I would be there in a minute. And this week i also want my Own shirt.
It will say “I CALL THE EFFING SHOTS IN MY OWN HOUSE!”
😛
Haha. That’s awesome!
It’s so strange that you wrote this today. I felt physically ill earlier this afternoon when someone referred to me by my married name. It’s the first time in a long while I’ve had to explain that I no longer use it. I’m so looking forward to losing that entirely. I’ve tried so hard to erase it from everywhere that I can over the last couple of years. It feels somehow that it still ties me to the worst narc. I’ve had the misfortune to know in my life, so I understand that feeling all too well and somehow I won’t feel free until I can do it legally. It is odd that even though we both know that a name doesn’t define who we are, it can still seemingly make such a big difference. I’m glad you’ve got past it. I’m hoping I can get past it too, by totally erasing mine and returning to my ‘maiden name’ (yep, that is a totally antiquated term). I need to work on the rest of it.
I think if it were a married name, then I would DEFINITELY want all traces of it gone.

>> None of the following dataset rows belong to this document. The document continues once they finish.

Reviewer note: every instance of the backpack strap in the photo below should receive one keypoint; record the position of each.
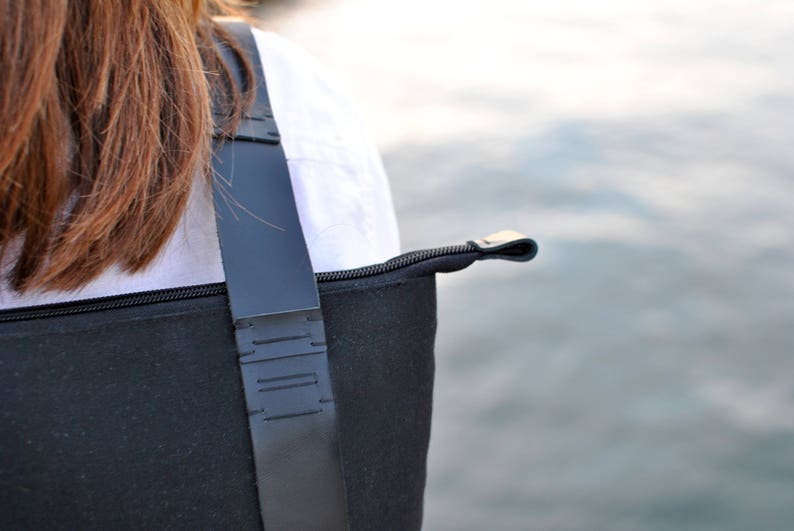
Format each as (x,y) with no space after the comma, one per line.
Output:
(278,323)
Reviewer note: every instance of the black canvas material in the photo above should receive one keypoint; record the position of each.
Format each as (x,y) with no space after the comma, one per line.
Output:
(133,417)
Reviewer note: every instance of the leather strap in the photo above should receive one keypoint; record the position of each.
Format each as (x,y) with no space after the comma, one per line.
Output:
(278,322)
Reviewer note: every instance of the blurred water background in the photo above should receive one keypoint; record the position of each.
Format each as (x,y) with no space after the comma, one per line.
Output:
(638,375)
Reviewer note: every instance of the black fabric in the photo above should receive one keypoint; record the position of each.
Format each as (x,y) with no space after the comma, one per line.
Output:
(125,419)
(134,418)
(381,355)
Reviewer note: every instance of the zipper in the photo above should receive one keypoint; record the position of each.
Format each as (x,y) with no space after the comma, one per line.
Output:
(510,246)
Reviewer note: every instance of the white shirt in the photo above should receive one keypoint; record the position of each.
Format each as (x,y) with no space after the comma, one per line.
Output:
(340,186)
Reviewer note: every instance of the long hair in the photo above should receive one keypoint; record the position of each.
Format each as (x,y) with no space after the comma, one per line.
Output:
(105,119)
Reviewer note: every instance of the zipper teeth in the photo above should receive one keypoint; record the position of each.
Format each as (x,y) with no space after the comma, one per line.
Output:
(189,292)
(395,263)
(206,290)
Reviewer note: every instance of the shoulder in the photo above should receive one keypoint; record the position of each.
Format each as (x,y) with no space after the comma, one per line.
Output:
(340,185)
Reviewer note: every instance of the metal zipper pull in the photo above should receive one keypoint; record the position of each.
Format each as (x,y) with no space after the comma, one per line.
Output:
(506,245)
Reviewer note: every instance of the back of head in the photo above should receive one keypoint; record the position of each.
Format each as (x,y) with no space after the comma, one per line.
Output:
(105,110)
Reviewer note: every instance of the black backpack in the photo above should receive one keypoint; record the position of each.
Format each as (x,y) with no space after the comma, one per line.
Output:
(159,410)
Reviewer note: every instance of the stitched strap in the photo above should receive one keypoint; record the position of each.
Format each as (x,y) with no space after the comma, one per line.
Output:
(278,323)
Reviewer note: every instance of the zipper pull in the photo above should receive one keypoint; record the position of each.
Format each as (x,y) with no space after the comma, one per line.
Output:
(506,245)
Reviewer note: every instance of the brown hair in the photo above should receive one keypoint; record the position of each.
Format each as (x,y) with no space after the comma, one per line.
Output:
(105,117)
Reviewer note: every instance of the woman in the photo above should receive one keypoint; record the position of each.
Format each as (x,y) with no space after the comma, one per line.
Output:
(108,109)
(104,157)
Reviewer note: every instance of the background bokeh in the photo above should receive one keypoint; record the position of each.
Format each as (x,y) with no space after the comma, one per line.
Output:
(638,375)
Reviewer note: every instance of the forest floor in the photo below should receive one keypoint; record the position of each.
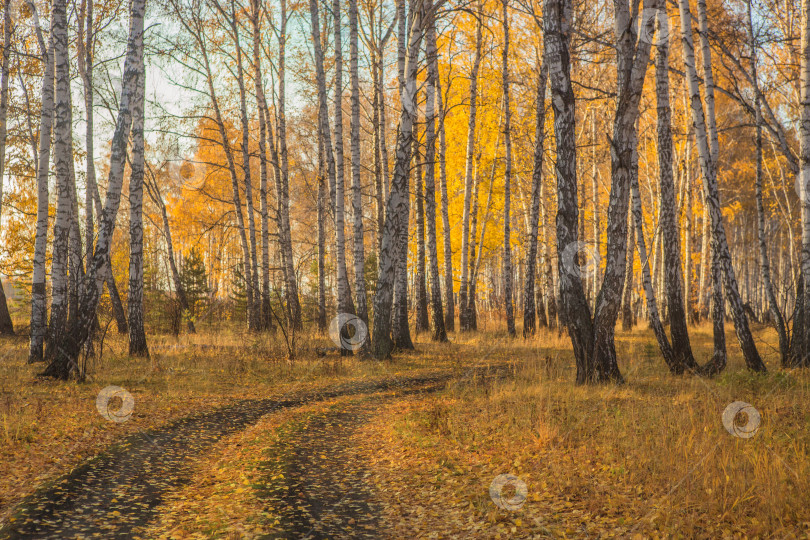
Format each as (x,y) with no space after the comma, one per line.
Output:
(228,439)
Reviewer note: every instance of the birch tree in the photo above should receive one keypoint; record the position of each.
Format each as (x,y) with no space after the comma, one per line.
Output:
(764,263)
(464,315)
(357,194)
(261,102)
(507,177)
(573,306)
(529,308)
(153,191)
(439,330)
(62,157)
(681,346)
(65,361)
(137,334)
(708,154)
(804,158)
(345,303)
(293,303)
(382,343)
(6,326)
(38,286)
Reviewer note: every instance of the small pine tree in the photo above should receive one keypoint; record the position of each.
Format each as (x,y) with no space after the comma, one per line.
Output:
(194,278)
(238,292)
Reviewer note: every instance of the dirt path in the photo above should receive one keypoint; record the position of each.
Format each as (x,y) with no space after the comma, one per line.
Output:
(326,491)
(119,490)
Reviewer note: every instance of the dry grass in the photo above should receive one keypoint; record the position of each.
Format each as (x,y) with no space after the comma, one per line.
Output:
(650,457)
(48,427)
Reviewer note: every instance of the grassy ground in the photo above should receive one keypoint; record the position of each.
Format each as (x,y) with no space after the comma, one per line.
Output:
(48,427)
(649,458)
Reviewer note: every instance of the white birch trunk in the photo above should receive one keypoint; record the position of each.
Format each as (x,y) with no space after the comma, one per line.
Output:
(357,196)
(464,286)
(137,334)
(707,152)
(507,178)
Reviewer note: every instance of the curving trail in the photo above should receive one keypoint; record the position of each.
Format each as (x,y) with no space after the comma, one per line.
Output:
(118,492)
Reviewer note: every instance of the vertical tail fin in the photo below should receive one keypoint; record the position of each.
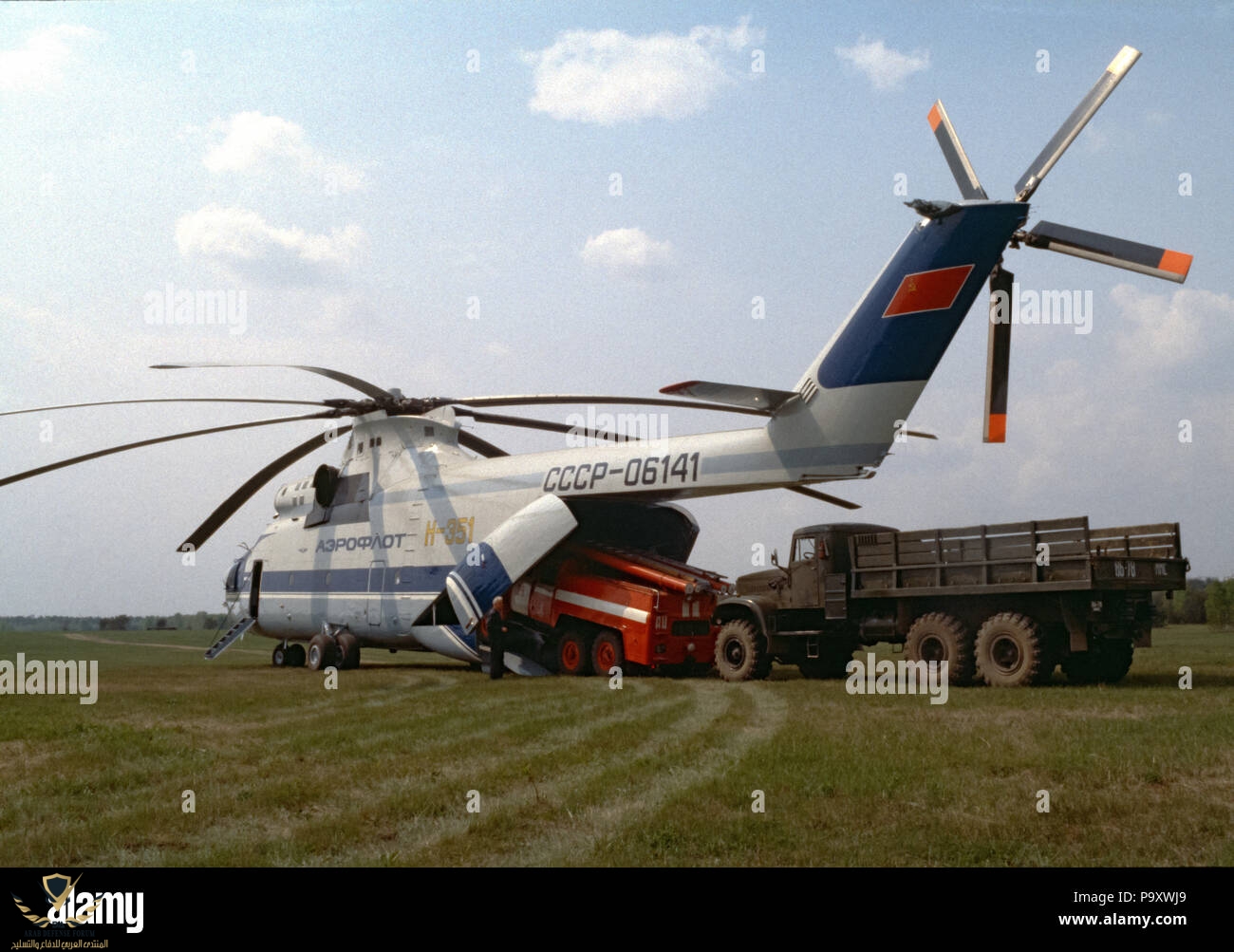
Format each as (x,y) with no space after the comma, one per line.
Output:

I think that’s different. And the names don’t define us, but that doesn’t negate the feelings we have.
It’s weird. I’ve always felt like way more of my identity was wrapped up in my first name than my last, even though I’m fairly typically Scotch-Irish and my last name is McFall…
That seems like the smart thing to do.
Whether you like it or not, you will always be a Poston. The most you can do is make that name synonymous with something good and agreeable.
The only reason I won’t wear anything with my last name on it is because so many people would butcher the pronunciation (it’s only 4 letters long, but sheesh).
Yeah, surprisingly, Poston gets mispronounced all the time. They rhyme it with Boston. It’s a long O.
Which sound unintentionally dirty. Or is that just me?
I hope you do believe it all the way to your core cuz I think you’re awesome! I have negative feelings towards my family’s name too (on my dad’s side) and to think I fought to keep it for so long. ?? Why? I guess my identity was part if it, I didn’t want to give that up, but now I’m so so glad I did.
Thank you so much! And I’m trying to CLAIM it as my identity. Although, really…it only has meaning that I give to it..it doesn’t matter.